Answer: The core advantages of adapting to remote areas are: ① transportability (full factory assembly, railway/barge transportation), which solves the problem of fuel transportation in remote areas; ② 8 years without the need for material replacement, reducing the frequency of operation and maintenance; ③ Replace diesel generators, achieve zero carbon power supply, and adapt to scenarios without grid coverage. The core advantages of adapting to university scenarios are: ① integrated supply of zero carbon electricity and regional heating, helping to decarbonize campuses; ② Mature and secure technology, deployable in campus environments; ③ Provide research and talent development platforms for nuclear technology, energy science, and other fields, in line with the needs of research-oriented universities.
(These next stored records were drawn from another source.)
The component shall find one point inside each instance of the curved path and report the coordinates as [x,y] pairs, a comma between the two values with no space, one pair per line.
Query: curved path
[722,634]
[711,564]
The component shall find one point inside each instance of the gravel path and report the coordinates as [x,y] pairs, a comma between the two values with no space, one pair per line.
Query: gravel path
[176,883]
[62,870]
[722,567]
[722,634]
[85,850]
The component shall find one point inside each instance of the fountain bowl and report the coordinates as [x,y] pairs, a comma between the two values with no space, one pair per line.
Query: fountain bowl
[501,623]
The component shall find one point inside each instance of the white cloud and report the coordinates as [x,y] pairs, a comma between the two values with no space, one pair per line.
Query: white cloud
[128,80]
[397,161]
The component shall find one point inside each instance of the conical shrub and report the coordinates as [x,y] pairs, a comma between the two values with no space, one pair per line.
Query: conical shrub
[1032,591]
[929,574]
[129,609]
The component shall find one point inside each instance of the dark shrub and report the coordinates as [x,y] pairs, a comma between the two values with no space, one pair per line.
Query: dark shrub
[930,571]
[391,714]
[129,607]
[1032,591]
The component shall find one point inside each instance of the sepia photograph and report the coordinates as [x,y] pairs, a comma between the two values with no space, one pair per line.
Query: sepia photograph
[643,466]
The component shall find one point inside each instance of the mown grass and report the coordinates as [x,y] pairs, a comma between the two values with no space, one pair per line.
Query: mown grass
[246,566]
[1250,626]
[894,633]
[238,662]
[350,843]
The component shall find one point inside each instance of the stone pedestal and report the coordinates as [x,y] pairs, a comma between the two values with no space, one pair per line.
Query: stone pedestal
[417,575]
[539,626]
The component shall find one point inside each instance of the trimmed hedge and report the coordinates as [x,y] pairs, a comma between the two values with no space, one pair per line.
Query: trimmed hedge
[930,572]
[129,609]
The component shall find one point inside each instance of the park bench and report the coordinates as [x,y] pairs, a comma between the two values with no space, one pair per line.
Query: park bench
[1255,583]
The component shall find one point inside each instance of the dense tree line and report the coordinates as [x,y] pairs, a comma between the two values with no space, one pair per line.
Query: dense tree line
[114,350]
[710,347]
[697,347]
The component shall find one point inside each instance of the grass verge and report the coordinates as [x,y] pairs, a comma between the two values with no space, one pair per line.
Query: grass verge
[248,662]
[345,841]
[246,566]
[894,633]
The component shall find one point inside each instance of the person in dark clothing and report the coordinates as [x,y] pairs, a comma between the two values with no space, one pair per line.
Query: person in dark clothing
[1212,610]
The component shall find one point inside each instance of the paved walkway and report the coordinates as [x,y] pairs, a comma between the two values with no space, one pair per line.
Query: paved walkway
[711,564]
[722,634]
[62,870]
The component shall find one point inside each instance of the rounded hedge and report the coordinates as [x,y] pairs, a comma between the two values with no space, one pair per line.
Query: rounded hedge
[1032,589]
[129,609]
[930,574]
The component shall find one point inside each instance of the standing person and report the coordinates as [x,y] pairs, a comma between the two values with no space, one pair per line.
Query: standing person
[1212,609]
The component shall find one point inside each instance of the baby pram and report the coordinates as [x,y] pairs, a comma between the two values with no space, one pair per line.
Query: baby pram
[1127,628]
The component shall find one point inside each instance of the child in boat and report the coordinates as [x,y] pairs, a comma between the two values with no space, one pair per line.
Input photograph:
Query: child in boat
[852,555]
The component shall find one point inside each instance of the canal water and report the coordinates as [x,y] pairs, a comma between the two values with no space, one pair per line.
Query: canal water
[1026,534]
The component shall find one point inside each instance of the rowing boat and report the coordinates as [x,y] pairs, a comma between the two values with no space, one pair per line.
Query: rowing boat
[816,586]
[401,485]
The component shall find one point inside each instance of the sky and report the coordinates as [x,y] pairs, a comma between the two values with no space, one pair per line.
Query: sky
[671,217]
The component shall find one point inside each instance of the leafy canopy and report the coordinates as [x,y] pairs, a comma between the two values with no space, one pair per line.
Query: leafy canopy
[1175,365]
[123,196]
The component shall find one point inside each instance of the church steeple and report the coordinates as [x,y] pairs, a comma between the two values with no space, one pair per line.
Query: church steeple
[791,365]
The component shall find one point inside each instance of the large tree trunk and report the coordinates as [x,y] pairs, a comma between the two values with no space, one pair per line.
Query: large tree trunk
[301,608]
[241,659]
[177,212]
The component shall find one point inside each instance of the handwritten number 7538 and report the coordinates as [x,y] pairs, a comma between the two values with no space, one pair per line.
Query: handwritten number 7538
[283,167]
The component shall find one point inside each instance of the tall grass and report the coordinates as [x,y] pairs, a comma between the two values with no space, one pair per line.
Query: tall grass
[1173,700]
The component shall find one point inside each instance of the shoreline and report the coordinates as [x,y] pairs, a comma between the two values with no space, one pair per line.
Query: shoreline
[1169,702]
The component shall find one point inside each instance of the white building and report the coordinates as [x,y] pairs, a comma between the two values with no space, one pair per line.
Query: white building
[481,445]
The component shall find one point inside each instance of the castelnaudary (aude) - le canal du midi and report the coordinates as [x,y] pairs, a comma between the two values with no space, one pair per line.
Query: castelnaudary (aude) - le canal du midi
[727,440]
Question 3 (Sustainability and Collaboration): eVinci ™ What is the role of microreactors in decarbonization process? How to collaborate with renewable energy?

Answer: Decarbonization effect: ① Zero carbon emissions, replacing fossil fuels such as diesel and coal for power generation, reducing carbon footprint; ② Adapt to remote areas and special scenarios, filling the deployment gap of traditional zero carbon energy (wind/photovoltaic); ③ Provide additional functions such as regional heating to expand zero carbon application scenarios. Collaborative approach with renewable energy: ① Compensate for the intermittent defects of wind and solar energy, provide 24/7 continuous power supply, and ensure the stability of the energy system; ② It can be quickly deployed and expanded, flexibly matched according to the installed capacity of renewable energy, and build an energy structure that is "zero carbon oriented, collaborative and complementary".